Hi all,
I’m new to PyTorch and I’m using a CNN for classification. The input sample is 192*288, and there are 12 channels in each sample. So each input sample will be around 2MB. I noticed there are some discussions about load data lazily, so I tried the following dataset.
class FileDataset(Dataset):
def __init__(self):
super(FileDataset, self).__init__()
self.Path = 'test_dataset/whole/'
self.pos_files = os.listdir(self.Path+'positive')
self.p_files = [os.path.join(self.Path+'positive', i) for i in self.pos_files]
self.neg_files = os.listdir(self.Path + 'negative')

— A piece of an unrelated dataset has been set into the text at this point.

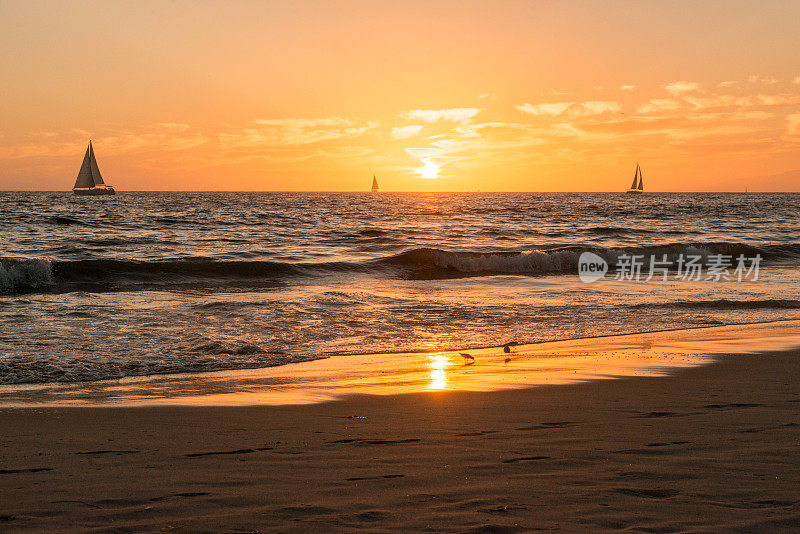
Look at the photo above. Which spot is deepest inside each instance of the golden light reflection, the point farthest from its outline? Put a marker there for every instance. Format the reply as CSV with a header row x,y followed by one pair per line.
x,y
437,364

self.n_files = [os.path.join(self.Path + 'negative', i) for i in self.neg_files]
self.files = self.n_files+self.p_files
def __len__(self):
return len(self.files)
def __getitem__(self, item):
path = self.files[item]
x = np.load(path); # print(x.shape)
x_t = torch.from_numpy(x)
return x_t
The data loading speed in DataLoader is very slow. GPU and CPU usage are both low.
I have also tried memmap in NumPy and HDF5. Still, the speed is not acceptable. The code is something like the following.
class MmapDataset(Dataset):
def __init__(self, ens, train=True):
super(MmapDataset, self).__init__()
if train:
self.x = np.memmap('large_test'+ens, mode='r', shape=(9760, 12, 192, 288), dtype='float32')
self.y = np.load('data/classification/Q850_train_y'+ens+'.npy')
else:
self.x = np.memmap('large_test_val'+ens, mode='r', shape=(610, 12, 192, 288), dtype='float32')
self.y = np.load('data/classification/Q850_test_y' + ens + '.npy')
def __getitem__(self, item):
x = self.x[item]
x = torch.from_numpy(x)
y = self.y[item]
return x, y
def __len__(self):
return self.x.shape[0]
I tried to create a huge memmap file or hdf5 file, and create several smaller files and use ConcatDataset
. The results are similar.
Does anyone have any idea about the potential improvement?
Thanks in advance!